While each AI technology has a considerable value to offer on its own, their combined use across the full patient experience, from diagnosis to treatment to continuous health care, offers a greater potential.
Real-world Use Cases of Intelligent Healthcare
AI has the potential to create an intelligent healthcare environment and support healthcare professionals in enhancing patient experience. It can boost output and care delivery efficiency, enabling healthcare systems to serve more patients with more effective treatment. AI can assist healthcare professionals have a better experience, allowing them to spend more time providing direct patient care and lowering stress.
Early diagnosis and treatment
AI-powered healthcare systems are capable of accurately analyzing medical images like X-rays and CT scans, which may eliminate the need for human interpretation. In order to find patterns and trends that might be needed in diagnosis and treatment choices, AI is also being used to evaluate huge volumes of patient data, such as electronic health records.
The most well-known example of this is IBM’s Watson Health, which analyzes patient data using ML (Machine Learning) capabilities and natural language processing to offer customized treatment suggestions to the doctors.
By enhancing the precision and efficiency of diagnoses as well as the efficacy of treatment regimens, the use of AI in the healthcare industry has the potential to completely transform the industry. While there are still issues to be resolved, such as data protection and governmental permission, there is no denying that AI has the potential to revolutionize healthcare. The future of AI in healthcare appears bright.
Electronic health record systems
The paper charts are converted to digital format via an electronic health record (EHR) system. Electronic health records are thought to be more effective, accessible, and efficient than the paper counterparts that patients have grown accustomed to.
EHR systems are there to keep track of individuals’ medical and treatment histories, giving a more comprehensive picture of their health. Records may be disclosed to approved service providers, including doctors, pharmacists, labs, hospitals, emergency rooms, and more.

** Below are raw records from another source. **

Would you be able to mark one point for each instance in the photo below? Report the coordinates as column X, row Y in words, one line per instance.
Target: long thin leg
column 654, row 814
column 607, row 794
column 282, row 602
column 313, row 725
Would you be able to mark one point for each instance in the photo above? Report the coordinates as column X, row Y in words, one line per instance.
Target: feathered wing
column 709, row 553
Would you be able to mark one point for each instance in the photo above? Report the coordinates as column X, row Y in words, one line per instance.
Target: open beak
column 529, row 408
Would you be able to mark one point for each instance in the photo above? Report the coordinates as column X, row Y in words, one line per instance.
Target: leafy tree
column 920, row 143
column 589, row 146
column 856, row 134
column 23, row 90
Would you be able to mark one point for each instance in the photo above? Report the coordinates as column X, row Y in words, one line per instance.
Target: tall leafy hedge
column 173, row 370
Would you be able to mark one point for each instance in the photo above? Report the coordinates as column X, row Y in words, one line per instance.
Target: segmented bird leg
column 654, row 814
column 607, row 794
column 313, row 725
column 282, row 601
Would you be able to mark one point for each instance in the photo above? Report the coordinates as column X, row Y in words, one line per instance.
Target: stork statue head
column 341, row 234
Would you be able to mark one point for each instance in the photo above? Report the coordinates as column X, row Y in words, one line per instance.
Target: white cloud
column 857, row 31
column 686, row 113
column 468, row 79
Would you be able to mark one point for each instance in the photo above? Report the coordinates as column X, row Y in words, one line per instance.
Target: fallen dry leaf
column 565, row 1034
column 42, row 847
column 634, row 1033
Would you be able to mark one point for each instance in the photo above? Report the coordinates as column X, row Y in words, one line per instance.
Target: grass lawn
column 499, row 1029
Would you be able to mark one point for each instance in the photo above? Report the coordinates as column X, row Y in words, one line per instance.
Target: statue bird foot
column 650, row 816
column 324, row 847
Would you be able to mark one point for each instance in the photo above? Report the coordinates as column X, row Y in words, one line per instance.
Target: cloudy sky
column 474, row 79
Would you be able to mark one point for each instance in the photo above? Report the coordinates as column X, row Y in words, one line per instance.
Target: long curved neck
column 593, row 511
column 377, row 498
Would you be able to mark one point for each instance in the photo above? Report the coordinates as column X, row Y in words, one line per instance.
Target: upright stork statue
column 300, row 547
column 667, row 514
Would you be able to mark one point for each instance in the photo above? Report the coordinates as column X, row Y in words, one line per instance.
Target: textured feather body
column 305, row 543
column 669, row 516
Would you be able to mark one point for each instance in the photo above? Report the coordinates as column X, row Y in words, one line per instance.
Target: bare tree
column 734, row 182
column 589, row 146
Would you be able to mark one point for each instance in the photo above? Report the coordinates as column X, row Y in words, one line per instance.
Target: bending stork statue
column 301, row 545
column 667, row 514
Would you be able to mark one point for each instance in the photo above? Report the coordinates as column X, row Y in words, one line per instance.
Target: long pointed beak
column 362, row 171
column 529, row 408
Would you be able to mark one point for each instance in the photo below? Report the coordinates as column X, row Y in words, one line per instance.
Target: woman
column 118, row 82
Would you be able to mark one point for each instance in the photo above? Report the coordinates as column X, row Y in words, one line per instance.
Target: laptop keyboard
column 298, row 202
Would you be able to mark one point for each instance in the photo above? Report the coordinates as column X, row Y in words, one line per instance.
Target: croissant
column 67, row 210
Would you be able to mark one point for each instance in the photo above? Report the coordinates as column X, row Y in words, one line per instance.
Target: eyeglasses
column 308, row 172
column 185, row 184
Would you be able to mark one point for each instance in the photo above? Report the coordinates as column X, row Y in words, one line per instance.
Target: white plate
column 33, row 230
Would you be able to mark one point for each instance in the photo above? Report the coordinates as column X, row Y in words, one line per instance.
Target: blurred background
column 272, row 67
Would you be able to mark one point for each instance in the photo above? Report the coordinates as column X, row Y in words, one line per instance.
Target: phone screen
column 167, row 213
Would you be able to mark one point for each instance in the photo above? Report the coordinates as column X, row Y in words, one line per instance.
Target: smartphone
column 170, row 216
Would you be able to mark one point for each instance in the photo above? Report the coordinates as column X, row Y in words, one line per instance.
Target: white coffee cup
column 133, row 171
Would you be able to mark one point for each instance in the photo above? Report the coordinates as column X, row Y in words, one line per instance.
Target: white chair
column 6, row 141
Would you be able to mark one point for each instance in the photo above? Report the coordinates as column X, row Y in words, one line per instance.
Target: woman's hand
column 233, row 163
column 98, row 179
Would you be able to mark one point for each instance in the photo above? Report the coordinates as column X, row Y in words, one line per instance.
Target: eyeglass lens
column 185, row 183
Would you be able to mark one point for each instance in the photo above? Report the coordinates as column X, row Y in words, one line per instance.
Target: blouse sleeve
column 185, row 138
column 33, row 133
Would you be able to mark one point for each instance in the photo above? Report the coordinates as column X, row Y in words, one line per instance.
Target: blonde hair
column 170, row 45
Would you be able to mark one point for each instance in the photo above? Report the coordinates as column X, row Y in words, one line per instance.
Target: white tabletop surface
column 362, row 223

Knowing which types are on the list is important when creating an EHR system. These types consist of:
- Physician/Doctor hosted
- Remotely hosted
- Subsidized
- Dedicated
- Cloud
Robotic process automation
Robotic process automation (RPA) executes organized digital tasks for administrative needs, i.e. those requiring information systems, as though they were being carried out by a human user who was following instructions or guidelines. They are less costly, simpler to program, and more transparent than other types of AI.
To perform like a semi-intelligent user of the information systems, RPA combines workflow, business rules, and ‘presentation layer’ integration. They are employed in the healthcare industry for routine duties including billing, prior authorization, and patient record updates. They may be used to extract data from, say, faxed photographs and feed it into transactional systems when paired with other technologies like image recognition.
Patient engagement and observance
Patient involvement and observance is the ultimate challenge between ineffective and positive health outcomes and considered as the “last mile” challenge in healthcare. The results are better in terms of utilization, financial results, and patient experience the more patients actively participate in their own health and treatment. AI and big data are progressively being used to overcome these issues. When creating a plan of care for an acute or chronic patient, providers and hospitals frequently draw on their clinical experience.